Telecom Investments in Pakistan Drop by Over 62% in less than Four Years: A Wake-Up Call for Policymakers

Pakistan’s telecom sector, once hailed as a driver of digital transformation and economic development, is now facing a steep decline in investment that threatens its future progress. According to the latest data from the Pakistan Economic Survey FY 2025, telecom investments have plunged from US$ 1,657 million in FY 2021-22 to just US$ 621 million in the first nine months of FY 2024-25. This marks a staggering 62.5% drop in telecom investments in Pakistan in less than four years—a red flag for both policymakers and investors.
Telecom Investments in Pakistan Drop by Over 62% in Less Than Four Years: A Wake-Up Call for Policymakers
Despite optimistic government claims of expanding connectivity and increasing broadband penetration, the numbers suggest otherwise. Investment in the sector peaked in FY 2021-22 but has since seen a sharp and consistent fall: US$ 770 million in FY 2022-23, US$ 765 million in FY 2023-24, and now a further decline. Such a downward trajectory indicates that telecom companies and foreign investors are growing increasingly hesitant about pouring money into Pakistan’s digital infrastructure.
The Alarming Trends Behind the Numbers
Several structural and policy-related challenges are contributing to this slump:
1. Regulatory Uncertainty and Policy Inconsistency
Pakistan’s telecom policy landscape is marked by unpredictability. Spectrum auctions are delayed, licensing procedures are often non-transparent, and long-term roadmaps are lacking. These uncertainties deter foreign telecom operators and investors from committing significant capital. The absence of a national digital policy that aligns with long-term investment goals only exacerbates the issue.

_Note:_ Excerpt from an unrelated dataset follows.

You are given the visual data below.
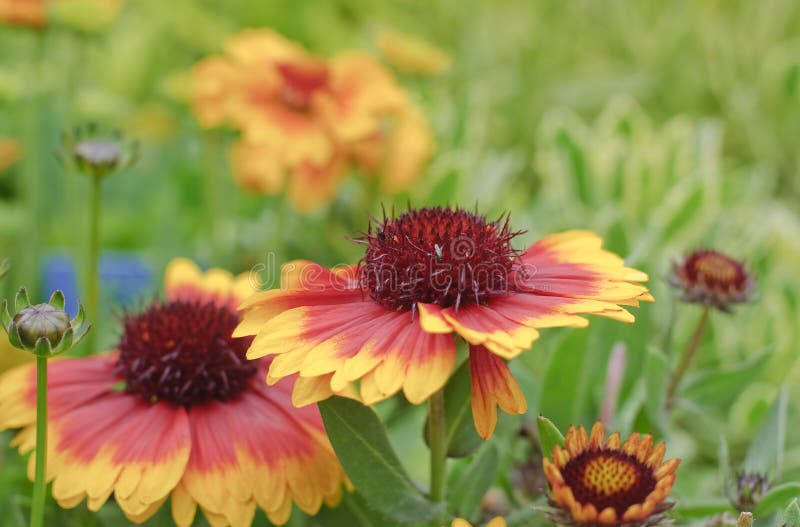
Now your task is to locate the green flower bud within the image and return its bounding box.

2. Punitive Taxation Regime
The telecom sector remains one of the most heavily taxed industries in Pakistan. Operators face up to 30–40% taxation when all levies are combined, including GST, WHT, and customs duties. This reduces profit margins and limits the ability of operators to reinvest earnings into expanding or upgrading their networks. In comparison, regional countries like Bangladesh and Vietnam have more investor-friendly tax structures that promote sector growth.

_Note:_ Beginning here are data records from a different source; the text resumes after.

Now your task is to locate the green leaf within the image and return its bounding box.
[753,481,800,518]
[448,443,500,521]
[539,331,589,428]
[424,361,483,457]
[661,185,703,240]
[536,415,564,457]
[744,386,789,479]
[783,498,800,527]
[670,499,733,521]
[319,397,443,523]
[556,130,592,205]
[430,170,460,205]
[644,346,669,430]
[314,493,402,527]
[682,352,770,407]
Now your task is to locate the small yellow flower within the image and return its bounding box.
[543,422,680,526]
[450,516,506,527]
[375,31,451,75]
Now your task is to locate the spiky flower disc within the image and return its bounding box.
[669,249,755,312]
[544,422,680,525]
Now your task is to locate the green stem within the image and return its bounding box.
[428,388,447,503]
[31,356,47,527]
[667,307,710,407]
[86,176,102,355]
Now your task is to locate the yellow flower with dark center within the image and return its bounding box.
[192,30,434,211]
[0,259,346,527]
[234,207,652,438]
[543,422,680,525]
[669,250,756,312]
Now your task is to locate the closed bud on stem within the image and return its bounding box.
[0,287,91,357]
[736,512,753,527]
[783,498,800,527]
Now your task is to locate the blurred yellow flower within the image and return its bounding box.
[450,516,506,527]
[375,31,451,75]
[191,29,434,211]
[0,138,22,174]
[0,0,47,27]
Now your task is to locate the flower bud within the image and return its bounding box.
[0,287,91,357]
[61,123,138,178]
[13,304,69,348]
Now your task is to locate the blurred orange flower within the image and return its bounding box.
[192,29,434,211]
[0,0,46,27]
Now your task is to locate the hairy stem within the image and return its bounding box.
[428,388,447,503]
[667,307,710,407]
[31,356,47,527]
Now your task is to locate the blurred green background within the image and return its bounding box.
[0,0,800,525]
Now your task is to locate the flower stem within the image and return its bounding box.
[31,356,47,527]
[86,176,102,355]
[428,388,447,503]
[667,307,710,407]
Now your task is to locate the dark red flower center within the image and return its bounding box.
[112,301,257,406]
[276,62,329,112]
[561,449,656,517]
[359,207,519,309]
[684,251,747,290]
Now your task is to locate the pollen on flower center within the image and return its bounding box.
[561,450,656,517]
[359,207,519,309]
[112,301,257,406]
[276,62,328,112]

3. Macroeconomic Instability and Currency Depreciation
Pakistan’s persistent macroeconomic instability and sharp rupee depreciation have severely impacted telecom companies, particularly those reliant on imported hardware and services. Telecom infrastructure, including towers, base stations, and fibre optic cables, often requires imports that become costlier with every fluctuation in the exchange rate. Additionally, profit repatriation by foreign firms becomes more complex and risky in such an environment.
4. Lack of Investor Confidence
According to the Global Competitiveness Index and the World Bank’s Doing Business reports, Pakistan ranks poorly on indicators like contract enforcement, investor protection, and transparency. These weaknesses erode the confidence of global telecom giants and financing institutions. The result? A dwindling inflow of foreign direct investment (FDI) into telecom and related sectors.

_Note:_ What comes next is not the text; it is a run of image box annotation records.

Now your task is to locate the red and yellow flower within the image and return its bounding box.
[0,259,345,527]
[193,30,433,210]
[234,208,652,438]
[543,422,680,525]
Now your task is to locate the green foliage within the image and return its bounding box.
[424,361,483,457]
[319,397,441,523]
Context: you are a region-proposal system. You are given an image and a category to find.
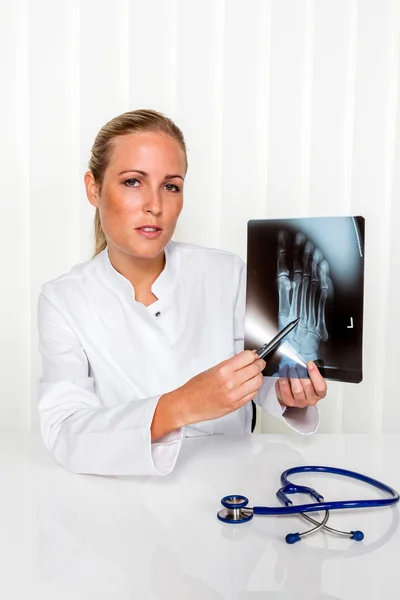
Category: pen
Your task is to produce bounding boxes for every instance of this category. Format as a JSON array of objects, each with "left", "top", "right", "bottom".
[{"left": 256, "top": 317, "right": 300, "bottom": 358}]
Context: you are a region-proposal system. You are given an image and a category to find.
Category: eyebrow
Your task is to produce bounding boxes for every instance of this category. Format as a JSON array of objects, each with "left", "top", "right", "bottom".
[{"left": 119, "top": 169, "right": 183, "bottom": 181}]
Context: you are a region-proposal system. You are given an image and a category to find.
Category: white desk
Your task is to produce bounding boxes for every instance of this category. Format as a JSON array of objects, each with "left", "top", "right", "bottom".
[{"left": 0, "top": 434, "right": 400, "bottom": 600}]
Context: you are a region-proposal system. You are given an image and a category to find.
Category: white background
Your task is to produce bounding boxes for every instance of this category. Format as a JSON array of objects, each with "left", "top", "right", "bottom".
[{"left": 0, "top": 0, "right": 400, "bottom": 433}]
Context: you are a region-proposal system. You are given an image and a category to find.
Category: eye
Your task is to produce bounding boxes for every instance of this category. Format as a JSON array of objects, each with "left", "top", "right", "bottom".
[
  {"left": 164, "top": 183, "right": 180, "bottom": 192},
  {"left": 124, "top": 177, "right": 140, "bottom": 187}
]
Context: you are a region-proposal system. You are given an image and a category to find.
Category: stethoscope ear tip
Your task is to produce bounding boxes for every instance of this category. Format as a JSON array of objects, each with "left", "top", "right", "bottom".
[
  {"left": 285, "top": 533, "right": 301, "bottom": 544},
  {"left": 350, "top": 530, "right": 364, "bottom": 542}
]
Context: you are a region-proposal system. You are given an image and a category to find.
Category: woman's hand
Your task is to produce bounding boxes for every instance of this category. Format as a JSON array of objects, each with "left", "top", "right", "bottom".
[
  {"left": 151, "top": 350, "right": 266, "bottom": 440},
  {"left": 275, "top": 361, "right": 327, "bottom": 408}
]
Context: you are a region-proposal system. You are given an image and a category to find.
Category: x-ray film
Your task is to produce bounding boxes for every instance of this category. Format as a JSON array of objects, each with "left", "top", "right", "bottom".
[{"left": 245, "top": 217, "right": 365, "bottom": 383}]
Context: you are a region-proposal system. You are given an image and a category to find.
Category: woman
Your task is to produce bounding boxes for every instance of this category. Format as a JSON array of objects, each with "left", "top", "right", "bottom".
[{"left": 38, "top": 110, "right": 326, "bottom": 475}]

Missed Opportunities for Digital Transformation
The fall in investment is especially troubling when viewed in the context of Pakistan’s growing population and rising demand for digital services. Broadband users reached 147.2 million by March 2025, and mobile coverage extends to 91% of the population. But without sufficient capital injection, the rollout of next-generation technologies—like 5G, IoT infrastructure, and fiber-optic expansion in rural areas—remains stalled.
Instead of leading digital progress in South Asia, Pakistan now risks being left behind. The country’s Smart Pakistan and Digital Pakistan ambitions will remain slogans unless the investment climate improves substantially.
See Also: Finance Minister Chairs Key Meeting on Pakistan’s Digital Asset Legislation
What Needs to Be Done?
If Pakistan wants to revive investor interest and regain its regional competitiveness, it must take bold and immediate steps:
- Develop a long-term digital policy framework with transparent targets
- Rationalise telecom-related taxes and fees
- Ensure policy stability, regulatory clarity, and timely spectrum auctions
- Facilitate easier access to foreign exchange for tech imports and profit repatriation
The sharp decline in telecom investment should be treated as a national concern. Telecom is not just a business sector—it is the backbone of digital governance, financial inclusion, education, e-health, and national security. Ignoring its decay is not an option.